# LAN cable stuck



## TheSloth (Sep 23, 2012)

Just few minutes ago I bought a LAN cable and was testing in my laptop, it easily got connected but now its stuck in the port. I am using a NP550P laptop. From modem/router it easily detachable but not same case in laptop. Any suggestions?
I googled and tried solutions but didn't work. May be I am doing wrong. Guys help needed.


----------



## tomys24 (Sep 23, 2012)

try this. for me it worked.. *superuser.com/questions/340131/how-to-unplug-a-network-cable-thats-stuck



Swapnil26sps said:


> Just few minutes ago I bought a LAN cable and was testing in my laptop, it easily got connected but now its stuck in the port. I am using a NP550P laptop. From modem/router it easily detachable but not same case in laptop. Any suggestions?
> I googled and tried solutions but didn't work. May be I am doing wrong. Guys help needed.


----------



## Kev.Ved (Sep 23, 2012)

Seems tricky. The clip part of the cable jack is what locks it in. So forcing the cable out is not a solution. Try to press the clip part so that it touches the jack portion more in a slant manner.


----------



## TheSloth (Sep 23, 2012)

Thanks guys, finally able to fix the problem, used a screw driver and brute force, scratched the bottom of my beloved laptop. Damn.
any solution for these kinds of problem in future? cause the clip not going to hold long.


----------



## RCuber (Sep 23, 2012)

Use better cable .. if possible a pre crimped one.


----------



## TheSloth (Sep 24, 2012)

Thanks. this was my first time so didn't know much, i thought all LAN cable are same. What do you mean by 'pre crimped '? 
Is there any good brand for LAN cables? I bought 5m for Rs.37


----------



## RCuber (Sep 24, 2012)

Pre-Crimped cables look like this 
*www.solwise.co.uk/images/imagesnetworking/netpatch0.3xx.jpg
*www.icc.com/content/images/thumbs/0003212_patch_cord_cat6_molded_boot_5_ft_blue_300.jpeg
look for CAT 6 Cables, they are much thicker cables WRT CAT 5. also check the RJ45 connector, you should be able to "Feel" the build quality and a robust feel. most local stores will stock/try to sell only low priced cables which would translate to low quality.


----------



## TheSloth (Sep 24, 2012)

hey thanks bro. I''ll remember this, 'CAT 6'.
And my cable looks same as the cable in above pic. But its super cheap.


----------



## RCuber (Sep 24, 2012)

Swapnil26sps said:


> hey thanks bro. I''ll remember this, 'CAT 6'.
> And my cable looks same as the cable in above pic. But its super cheap.
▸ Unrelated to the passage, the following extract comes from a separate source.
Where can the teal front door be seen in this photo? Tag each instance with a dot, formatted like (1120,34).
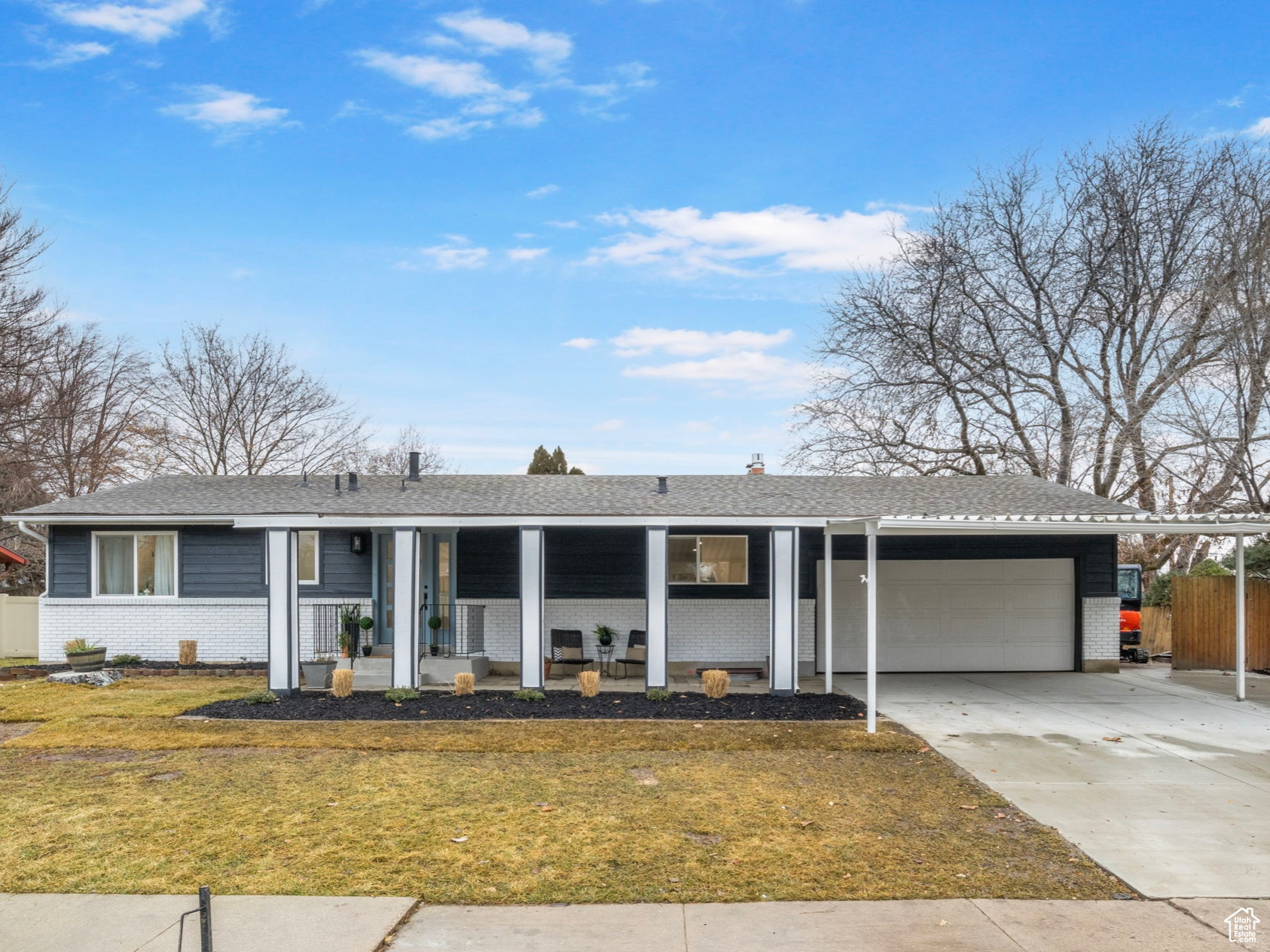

that should be a CAT5 cable. 

CAT6 = handles bandwidth for Gigabit Ethernet . CAT5 = 10/100 Mbps Ethernet , this is what you should tell your shopkeeper. 

Ask for "5M CAT6 Patch Cord/Ethernet Cable" 

D-Link ones with cost up to Rs. 200  .. thats the only price I saw for a quick reference from Computer Warehouse 

also personal experience.. these RJ45 connectors do tend to break .. I bought a crimping tools and spare RJ45 connectors ..


----------



## TheSloth (Sep 24, 2012)

yeah, on internet i saw that if the clip broke then you have to remove connector by force. do all connector have weak clip? 
Any other alternative?
Why crimping tools, you made you own cable?


----------



## whitestar_999 (Sep 24, 2012)

actually cat5e cable supports 1000mbps/1gbps & these are the most widely available compared to cat6 cable whose availability is very low.


----------